The most widespread hazard was the creation of massive volcanic mudflows, known as lahars. Lahars formed when hot volcanic material mixed with the mountain’s abundant glacial ice and water, sending torrents of debris and sediment down major river valleys. Deposits traveled over 30 miles down the Sandy River and 9 miles down the White River, altering the surrounding lowlands. The Lewis and Clark Expedition, passing in 1805, noted the Sandy River was choked with sediment from these recent events.
Minor Activity Since the Last Major Event
Since the Old Maid period ended in the late 1790s, Mount Hood has remained largely quiet, with no confirmed magmatic eruption. However, the mountain is not dormant and shows continuous signs of a persistent internal heat source. The most visible evidence of this activity is the presence of fumaroles, or steam vents, clustered near Crater Rock.
These vents release gases primarily composed of water vapor, carbon dioxide (CO2), and hydrogen sulfide (H2S). Steam temperatures generally range between 50 and \(85^\circ\text{C}\), indicating the volcano maintains an active hydrothermal system. Scientists routinely sample these gases to monitor for changes in chemical composition, which could signal new magma rising deep below.
The volcano also experiences frequent, small earthquake swarms, typically occurring one to three times annually. These swarms usually last from a few hours to a few days, located several miles south of the summit at depths around 4 to 7 kilometers. Analysis indicates these seismic events are tectonic in origin, caused by regional stresses on faults rather than magma movement. However, some burst-like swarms are likely caused by the movement of superheated hydrothermal fluids within the mountain’s plumbing system.
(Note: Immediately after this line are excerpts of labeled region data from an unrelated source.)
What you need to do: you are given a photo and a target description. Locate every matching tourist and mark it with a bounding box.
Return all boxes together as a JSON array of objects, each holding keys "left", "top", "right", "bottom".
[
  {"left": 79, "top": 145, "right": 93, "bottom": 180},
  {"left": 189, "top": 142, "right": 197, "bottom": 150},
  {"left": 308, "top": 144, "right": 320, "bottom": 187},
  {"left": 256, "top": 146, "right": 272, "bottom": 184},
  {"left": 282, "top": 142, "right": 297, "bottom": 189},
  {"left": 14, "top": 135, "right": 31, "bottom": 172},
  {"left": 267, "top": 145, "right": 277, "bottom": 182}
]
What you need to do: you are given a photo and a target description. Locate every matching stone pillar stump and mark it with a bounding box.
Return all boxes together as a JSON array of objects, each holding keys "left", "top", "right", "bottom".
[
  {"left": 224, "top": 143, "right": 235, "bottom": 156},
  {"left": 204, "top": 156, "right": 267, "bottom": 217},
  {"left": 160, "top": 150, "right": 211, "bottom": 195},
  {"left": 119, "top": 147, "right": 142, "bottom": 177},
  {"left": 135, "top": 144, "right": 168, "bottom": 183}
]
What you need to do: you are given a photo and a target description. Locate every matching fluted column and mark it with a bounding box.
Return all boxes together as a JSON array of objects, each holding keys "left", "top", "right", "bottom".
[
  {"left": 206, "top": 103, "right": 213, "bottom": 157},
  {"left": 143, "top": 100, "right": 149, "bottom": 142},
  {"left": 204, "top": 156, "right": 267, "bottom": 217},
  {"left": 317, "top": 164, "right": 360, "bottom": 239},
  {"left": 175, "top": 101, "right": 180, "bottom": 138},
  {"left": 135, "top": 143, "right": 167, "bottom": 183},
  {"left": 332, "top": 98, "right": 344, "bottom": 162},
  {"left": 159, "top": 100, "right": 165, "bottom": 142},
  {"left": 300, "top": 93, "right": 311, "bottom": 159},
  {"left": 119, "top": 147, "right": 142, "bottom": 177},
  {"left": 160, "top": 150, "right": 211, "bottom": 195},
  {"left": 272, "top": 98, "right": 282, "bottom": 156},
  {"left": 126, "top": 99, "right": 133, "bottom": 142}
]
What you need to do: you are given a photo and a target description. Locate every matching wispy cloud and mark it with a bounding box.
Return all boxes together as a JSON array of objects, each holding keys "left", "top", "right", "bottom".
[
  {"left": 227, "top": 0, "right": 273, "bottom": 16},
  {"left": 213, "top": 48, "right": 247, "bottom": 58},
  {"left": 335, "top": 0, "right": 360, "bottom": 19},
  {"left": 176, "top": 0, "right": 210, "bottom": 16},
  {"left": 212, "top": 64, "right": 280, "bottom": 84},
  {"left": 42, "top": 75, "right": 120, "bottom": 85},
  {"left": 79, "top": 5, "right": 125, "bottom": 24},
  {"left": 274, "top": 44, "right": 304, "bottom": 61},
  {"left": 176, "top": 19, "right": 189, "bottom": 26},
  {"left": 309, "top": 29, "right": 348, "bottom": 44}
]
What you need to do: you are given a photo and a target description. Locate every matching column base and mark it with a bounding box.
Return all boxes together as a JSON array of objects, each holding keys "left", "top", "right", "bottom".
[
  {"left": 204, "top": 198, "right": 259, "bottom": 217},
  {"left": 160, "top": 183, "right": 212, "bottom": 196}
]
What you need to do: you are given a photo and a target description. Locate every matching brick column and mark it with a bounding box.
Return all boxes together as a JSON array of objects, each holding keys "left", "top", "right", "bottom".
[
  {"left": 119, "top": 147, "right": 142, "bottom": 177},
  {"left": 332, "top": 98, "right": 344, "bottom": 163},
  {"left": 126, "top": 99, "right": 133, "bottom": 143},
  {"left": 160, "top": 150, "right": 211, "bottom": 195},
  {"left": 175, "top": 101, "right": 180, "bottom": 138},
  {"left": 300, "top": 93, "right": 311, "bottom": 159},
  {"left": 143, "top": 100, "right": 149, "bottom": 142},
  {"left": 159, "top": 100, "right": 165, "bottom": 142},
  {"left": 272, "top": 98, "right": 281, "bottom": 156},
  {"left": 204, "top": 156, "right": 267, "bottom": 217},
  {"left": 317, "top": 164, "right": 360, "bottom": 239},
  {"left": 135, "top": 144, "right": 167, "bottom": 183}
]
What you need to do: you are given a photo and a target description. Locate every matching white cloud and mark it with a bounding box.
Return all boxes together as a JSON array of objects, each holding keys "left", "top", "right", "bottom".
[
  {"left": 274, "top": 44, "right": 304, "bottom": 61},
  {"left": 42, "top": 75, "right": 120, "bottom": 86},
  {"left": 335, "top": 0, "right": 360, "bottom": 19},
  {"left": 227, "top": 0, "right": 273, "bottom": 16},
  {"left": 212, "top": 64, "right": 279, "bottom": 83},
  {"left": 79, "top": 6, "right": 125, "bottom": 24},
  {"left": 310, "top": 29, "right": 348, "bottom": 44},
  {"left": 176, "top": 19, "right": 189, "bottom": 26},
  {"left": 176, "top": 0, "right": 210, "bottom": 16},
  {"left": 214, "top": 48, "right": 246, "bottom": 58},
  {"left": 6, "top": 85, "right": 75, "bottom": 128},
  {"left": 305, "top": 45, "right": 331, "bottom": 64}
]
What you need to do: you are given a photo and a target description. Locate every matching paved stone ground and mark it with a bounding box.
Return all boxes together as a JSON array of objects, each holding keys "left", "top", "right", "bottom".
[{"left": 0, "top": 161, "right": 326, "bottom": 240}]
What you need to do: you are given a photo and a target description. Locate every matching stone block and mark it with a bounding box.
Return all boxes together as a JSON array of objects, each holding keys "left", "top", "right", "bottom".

Current Status and Future Eruption Potential
Mount Hood is closely monitored by the U.S. Geological Survey (USGS) Cascades Volcano Observatory (CVO). It is currently at a Volcano Alert Level of NORMAL and an Aviation Color Code of GREEN, indicating background, non-eruptive activity. The monitoring network includes an array of instruments to detect the earliest signs of unrest. Broadband seismometers detect small earthquakes, while sensitive GPS receivers measure minute changes in the volcano’s shape, which would indicate ground inflation from rising magma. Gas sensors and annual sampling track the temperature and composition of the fumarole gases near Crater Rock.
Any sudden, persistent increase in seismicity, a significant change in gas chemistry, or measurable ground swelling would prompt an immediate elevation of the alert level. Given its history, Mount Hood is certain to erupt again, though the timing remains unpredictable. The next eruption is expected to be similar to the Old Maid events: slow growth and collapse of a lava dome, accompanied by pyroclastic flows and large lahars. Because of the volume of snow and ice on the mountain, future lahars pose the primary near-term hazard, threatening communities and infrastructure along the Sandy and White River drainages.